Unfolding in German, French and English, this terrific opening scene sees the villainous ‘Jew Hunter’, Colonel Hans Landa (Christoph Waltz), murder a Jewish family hiding in a French farm. But one girl (Mélanie Laurent) escapes, growing up to run a Paris cinema where she hatches a plot to kill Hitler and the Reich’s top brass when they attend a movie premiere.

What we have here, then, is QT gleefully harnessing film’s power to rewrite history. Meanwhile, Michael Fassbender’s British agent (a film critic by training) gets orders from an unrecognisable Mike Myers to hook up with German actress-cum-spy Diane Kruger to take out Hitler himself. Once again, it’s tough-grrls who are the real heroes in QT’s world of violent men. And Kruger provides the trademark foot fetishism.

So where, exactly, are the Basterds in all this? Well, quite. After Brad Pitt’s redneck half-Apache leader Aldo Raine demands his squad of Jewish-American soldiers each bring him 100 Nazi scalps, they barely feature.
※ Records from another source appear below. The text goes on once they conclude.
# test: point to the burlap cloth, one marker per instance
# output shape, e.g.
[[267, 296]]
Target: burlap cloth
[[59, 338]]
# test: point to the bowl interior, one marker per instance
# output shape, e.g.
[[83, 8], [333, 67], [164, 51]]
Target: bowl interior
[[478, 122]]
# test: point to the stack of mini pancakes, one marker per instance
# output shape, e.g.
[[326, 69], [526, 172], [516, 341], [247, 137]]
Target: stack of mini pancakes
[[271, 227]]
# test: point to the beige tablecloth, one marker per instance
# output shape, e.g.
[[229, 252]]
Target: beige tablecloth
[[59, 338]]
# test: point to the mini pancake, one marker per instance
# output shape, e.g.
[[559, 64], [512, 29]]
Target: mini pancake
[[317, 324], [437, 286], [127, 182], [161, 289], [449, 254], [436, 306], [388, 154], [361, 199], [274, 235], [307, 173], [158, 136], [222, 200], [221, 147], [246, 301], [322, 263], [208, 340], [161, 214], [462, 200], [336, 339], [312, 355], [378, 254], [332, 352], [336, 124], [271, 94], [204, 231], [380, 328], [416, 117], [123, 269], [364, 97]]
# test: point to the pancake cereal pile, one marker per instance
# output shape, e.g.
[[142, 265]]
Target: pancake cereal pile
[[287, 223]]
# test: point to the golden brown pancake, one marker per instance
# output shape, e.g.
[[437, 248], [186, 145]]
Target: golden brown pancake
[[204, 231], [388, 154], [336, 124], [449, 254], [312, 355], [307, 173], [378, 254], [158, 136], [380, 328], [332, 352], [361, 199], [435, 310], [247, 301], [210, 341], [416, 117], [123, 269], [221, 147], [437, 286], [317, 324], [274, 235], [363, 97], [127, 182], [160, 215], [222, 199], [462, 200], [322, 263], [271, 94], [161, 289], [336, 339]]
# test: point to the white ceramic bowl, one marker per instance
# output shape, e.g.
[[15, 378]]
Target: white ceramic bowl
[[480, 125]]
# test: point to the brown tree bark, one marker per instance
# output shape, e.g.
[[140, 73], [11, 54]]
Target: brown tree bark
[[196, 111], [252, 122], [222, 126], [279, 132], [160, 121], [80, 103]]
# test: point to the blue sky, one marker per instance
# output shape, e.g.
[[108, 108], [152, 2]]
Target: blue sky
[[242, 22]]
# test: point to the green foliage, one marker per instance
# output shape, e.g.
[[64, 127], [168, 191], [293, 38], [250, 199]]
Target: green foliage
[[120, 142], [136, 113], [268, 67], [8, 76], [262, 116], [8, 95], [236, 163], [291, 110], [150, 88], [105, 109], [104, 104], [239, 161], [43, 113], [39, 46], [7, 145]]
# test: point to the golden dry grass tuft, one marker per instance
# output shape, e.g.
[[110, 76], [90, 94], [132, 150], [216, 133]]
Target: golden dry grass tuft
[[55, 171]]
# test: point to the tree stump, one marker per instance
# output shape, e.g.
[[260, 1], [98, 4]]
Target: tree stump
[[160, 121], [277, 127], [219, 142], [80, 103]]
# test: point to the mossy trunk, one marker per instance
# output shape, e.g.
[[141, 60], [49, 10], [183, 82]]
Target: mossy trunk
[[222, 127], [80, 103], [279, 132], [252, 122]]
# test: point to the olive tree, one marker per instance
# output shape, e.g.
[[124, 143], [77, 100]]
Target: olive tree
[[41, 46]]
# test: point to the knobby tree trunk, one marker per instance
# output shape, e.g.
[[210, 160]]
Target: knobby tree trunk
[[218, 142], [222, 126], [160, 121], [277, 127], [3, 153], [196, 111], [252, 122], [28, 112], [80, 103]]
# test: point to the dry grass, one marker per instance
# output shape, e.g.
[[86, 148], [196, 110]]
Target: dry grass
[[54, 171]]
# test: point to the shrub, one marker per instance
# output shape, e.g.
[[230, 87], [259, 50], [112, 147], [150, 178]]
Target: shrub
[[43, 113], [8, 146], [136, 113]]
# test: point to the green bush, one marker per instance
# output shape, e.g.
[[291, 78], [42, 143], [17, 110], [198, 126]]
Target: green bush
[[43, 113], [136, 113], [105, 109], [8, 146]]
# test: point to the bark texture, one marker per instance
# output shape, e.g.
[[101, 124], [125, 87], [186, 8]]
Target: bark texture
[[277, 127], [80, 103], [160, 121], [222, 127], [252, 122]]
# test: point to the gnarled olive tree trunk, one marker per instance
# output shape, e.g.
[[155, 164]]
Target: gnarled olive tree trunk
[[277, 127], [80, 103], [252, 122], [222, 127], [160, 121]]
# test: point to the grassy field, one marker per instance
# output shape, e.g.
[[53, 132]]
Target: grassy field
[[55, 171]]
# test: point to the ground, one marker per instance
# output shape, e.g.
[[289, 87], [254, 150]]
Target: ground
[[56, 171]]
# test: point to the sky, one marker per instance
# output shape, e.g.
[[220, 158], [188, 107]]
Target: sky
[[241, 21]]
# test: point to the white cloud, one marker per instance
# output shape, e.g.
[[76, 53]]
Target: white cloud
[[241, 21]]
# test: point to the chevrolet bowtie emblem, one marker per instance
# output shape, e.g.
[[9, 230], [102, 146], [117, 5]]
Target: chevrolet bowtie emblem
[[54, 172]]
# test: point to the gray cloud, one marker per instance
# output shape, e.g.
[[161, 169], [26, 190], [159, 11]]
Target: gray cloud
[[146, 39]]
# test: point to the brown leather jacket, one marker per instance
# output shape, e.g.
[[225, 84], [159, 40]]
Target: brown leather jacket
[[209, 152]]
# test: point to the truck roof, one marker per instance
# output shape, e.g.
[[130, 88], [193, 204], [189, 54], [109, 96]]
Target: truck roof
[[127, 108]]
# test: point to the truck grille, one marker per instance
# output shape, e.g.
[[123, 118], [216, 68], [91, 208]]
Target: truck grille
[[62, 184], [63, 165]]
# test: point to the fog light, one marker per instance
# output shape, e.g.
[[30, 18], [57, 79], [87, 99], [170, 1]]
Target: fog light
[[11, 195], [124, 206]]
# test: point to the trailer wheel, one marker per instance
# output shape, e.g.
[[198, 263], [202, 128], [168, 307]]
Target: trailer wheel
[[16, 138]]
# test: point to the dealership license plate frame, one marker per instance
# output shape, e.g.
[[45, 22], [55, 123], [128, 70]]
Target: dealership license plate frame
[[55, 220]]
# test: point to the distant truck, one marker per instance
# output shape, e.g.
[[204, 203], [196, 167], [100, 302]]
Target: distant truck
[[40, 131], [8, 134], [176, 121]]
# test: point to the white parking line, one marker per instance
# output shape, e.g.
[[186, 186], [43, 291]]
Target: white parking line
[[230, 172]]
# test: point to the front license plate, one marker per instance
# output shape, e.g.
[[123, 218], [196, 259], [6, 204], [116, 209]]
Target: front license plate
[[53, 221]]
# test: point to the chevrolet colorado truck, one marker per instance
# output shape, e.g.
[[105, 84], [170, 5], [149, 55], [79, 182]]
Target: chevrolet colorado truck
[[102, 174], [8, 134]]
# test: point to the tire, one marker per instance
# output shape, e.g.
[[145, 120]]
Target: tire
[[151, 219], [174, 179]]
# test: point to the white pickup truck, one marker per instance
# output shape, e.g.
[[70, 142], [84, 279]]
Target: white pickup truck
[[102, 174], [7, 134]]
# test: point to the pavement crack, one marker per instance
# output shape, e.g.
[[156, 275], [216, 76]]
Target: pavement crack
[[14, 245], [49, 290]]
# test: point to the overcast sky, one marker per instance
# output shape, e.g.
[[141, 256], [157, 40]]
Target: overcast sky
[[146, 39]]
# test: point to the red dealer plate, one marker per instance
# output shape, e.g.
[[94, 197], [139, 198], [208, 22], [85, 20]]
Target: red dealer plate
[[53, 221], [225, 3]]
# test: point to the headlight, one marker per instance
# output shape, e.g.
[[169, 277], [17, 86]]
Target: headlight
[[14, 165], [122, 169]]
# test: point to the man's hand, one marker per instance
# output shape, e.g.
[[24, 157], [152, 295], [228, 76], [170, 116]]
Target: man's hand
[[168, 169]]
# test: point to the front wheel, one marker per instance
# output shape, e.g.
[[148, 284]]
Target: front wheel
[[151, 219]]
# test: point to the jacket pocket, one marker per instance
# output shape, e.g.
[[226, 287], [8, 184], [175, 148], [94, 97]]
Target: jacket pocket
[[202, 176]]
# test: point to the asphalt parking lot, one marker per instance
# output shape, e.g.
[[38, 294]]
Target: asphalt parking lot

After fearsome introductions, infamous Nazi-killing German Til Schweiger doesn’t say a word in the film, and blankety-blank Eli Roth leaves you wishing they’d cast a proper actor as the infamous ‘Bear Jew’. Woody Allen would’ve been good.
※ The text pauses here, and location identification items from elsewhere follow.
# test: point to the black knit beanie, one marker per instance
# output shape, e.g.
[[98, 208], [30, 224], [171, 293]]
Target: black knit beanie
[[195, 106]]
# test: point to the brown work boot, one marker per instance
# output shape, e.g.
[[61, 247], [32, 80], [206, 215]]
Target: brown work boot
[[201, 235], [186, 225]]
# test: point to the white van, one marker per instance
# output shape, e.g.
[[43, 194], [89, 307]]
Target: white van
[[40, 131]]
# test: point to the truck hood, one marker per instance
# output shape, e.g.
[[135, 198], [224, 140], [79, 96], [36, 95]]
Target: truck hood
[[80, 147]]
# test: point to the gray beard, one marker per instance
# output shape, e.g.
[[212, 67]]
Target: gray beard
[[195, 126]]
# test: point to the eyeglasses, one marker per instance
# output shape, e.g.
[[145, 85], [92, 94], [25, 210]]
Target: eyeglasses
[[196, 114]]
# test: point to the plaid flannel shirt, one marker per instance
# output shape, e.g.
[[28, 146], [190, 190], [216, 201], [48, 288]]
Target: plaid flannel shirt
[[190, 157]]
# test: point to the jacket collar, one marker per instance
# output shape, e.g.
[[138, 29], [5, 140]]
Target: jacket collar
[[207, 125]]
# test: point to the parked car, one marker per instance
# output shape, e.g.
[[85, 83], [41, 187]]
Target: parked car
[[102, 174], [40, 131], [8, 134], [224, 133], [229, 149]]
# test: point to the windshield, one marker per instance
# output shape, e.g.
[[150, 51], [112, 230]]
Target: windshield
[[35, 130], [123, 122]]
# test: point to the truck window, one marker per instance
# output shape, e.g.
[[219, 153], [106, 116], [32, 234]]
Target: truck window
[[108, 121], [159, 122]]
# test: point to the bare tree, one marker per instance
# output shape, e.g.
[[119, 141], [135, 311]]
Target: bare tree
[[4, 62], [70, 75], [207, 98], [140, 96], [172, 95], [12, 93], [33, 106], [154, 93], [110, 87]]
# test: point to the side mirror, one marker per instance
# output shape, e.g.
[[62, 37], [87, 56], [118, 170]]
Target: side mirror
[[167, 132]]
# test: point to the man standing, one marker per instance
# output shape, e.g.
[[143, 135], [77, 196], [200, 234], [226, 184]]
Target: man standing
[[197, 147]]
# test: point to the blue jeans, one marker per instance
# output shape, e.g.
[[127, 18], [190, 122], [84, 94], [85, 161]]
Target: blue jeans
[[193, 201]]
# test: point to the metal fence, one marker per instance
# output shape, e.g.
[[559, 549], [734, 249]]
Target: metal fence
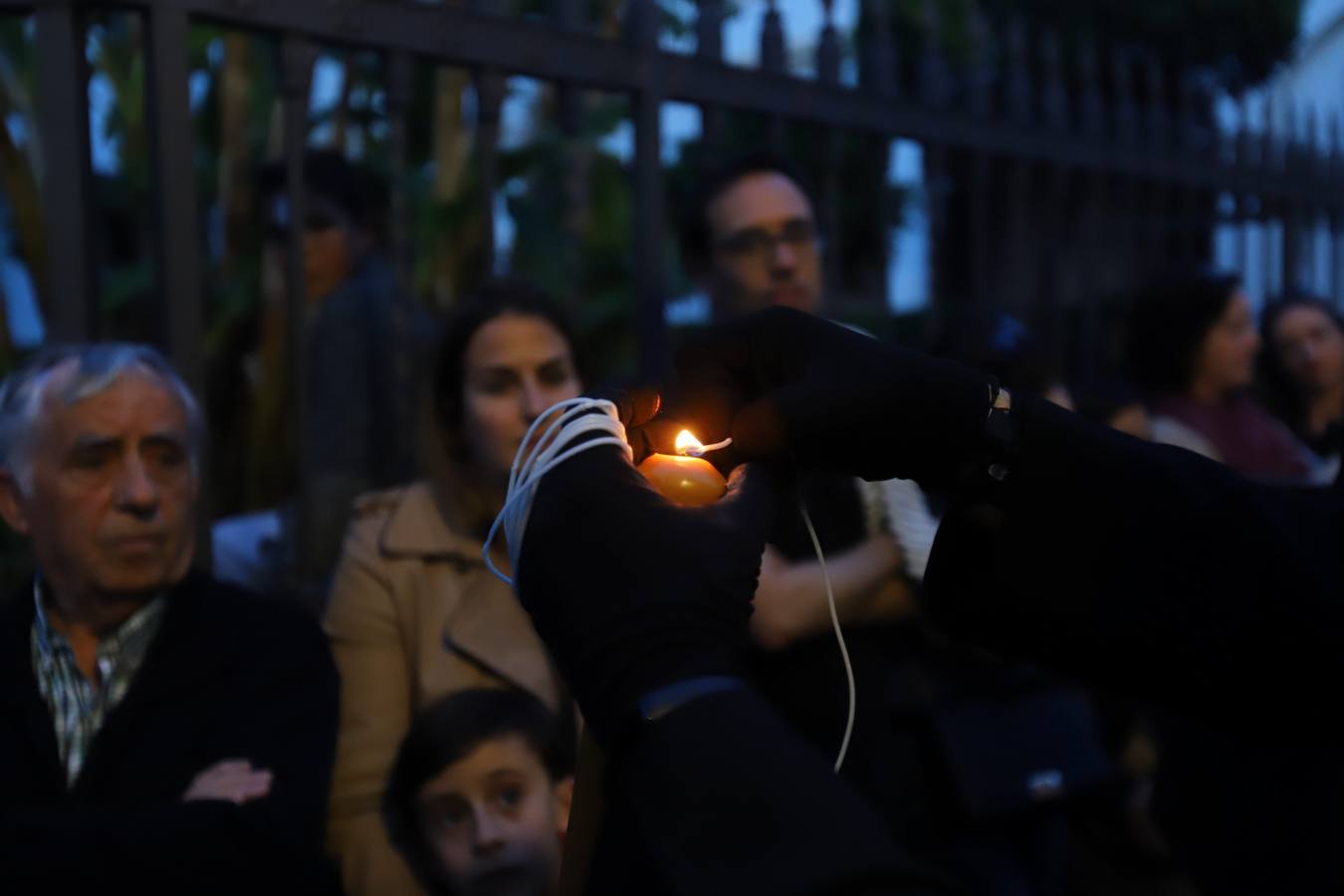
[[1041, 164], [1054, 179]]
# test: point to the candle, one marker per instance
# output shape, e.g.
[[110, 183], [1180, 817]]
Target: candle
[[682, 479]]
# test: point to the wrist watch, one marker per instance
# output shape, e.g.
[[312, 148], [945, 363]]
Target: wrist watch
[[1001, 433]]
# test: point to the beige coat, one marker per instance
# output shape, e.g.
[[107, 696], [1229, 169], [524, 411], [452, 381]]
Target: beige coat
[[414, 615]]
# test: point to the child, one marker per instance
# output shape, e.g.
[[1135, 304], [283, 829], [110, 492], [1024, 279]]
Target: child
[[479, 798]]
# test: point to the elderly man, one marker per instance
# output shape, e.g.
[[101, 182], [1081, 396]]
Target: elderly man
[[163, 731]]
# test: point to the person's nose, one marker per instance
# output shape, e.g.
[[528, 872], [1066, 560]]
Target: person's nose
[[537, 400], [783, 256], [490, 833], [136, 489]]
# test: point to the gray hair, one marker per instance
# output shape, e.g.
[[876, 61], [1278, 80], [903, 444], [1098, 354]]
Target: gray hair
[[99, 365]]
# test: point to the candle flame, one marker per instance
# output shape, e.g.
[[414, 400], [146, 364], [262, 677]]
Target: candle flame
[[687, 443]]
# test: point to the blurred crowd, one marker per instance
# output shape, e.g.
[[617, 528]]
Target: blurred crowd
[[422, 739]]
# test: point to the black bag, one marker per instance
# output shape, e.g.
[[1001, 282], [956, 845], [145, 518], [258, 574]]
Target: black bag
[[1010, 753]]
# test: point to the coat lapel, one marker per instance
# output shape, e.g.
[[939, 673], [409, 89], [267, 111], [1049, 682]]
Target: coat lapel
[[490, 629]]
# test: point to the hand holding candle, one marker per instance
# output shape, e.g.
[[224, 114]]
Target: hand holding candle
[[684, 477]]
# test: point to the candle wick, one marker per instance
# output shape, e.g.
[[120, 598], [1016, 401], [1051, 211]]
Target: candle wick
[[698, 450]]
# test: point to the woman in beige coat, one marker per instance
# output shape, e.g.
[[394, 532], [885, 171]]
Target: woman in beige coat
[[414, 614]]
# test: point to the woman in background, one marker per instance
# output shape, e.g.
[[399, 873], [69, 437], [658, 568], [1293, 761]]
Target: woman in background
[[414, 614], [1193, 345], [1302, 372]]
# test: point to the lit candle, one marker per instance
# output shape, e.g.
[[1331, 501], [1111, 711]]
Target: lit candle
[[683, 479]]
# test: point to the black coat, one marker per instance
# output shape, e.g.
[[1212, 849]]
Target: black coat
[[722, 798], [1155, 571], [229, 676]]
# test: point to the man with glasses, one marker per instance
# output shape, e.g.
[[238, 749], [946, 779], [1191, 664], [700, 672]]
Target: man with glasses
[[750, 239]]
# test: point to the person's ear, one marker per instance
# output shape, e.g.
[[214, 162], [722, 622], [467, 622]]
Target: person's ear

QT’s war opus is topped and tailed by shocking massacres, but in-between, the violence erupts only in short, bloody blasts. The devil is in the dialogue. Tarantino’s best action set-pieces are all verbal: the farmhouse scene, a tavern drinking game in which an SS officer grows suspicious of Fassbender’s German accent, and, basically, every time Landa opens his mouth.

Nothing in the entire movie is as funny, frightening or sophisticated as Christoph Waltz’s unforgettable performance. All silken menace veiling sociopathic derangement, he’s full of tiny intricacies that don’t come from the script – whether carefully undoing the fastenings on a notebook, or eating apple strudel (“Ah, ah! Wait for ze cream…”).

Trouble is, the rest of Basterds drags on and on and on. Over the last decade, Tarantino’s movies have become less frequent and more indulgent. Now it’s got to the point where he repeats long dialogue scenes until you’re tired of hearing people talk. Inglourious Basterds ran very baggy at its Cannes cut of two hours and 41 minutes. It’s no exaggeration to say that an hour could have been hacked away like a Nazi scalp.

Tarantino has been wrestling with the script for more than a decade and he still hasn’t nailed it. He even hauls in Samuel L Jackson to interject several voiceover-interludes when he runs out of ideas for how to tell the story.

By the bizarre, blazing sado-massacre of a finale, QT has let loose completely: flashes of cine-genius curdle with crude, crazy juvenility, although it doesn’t stop this being his most purely enjoyable film since Kill Bill: Vol. 1. The banana-chinned supergeek himself obviously likes it – just wait for the last line.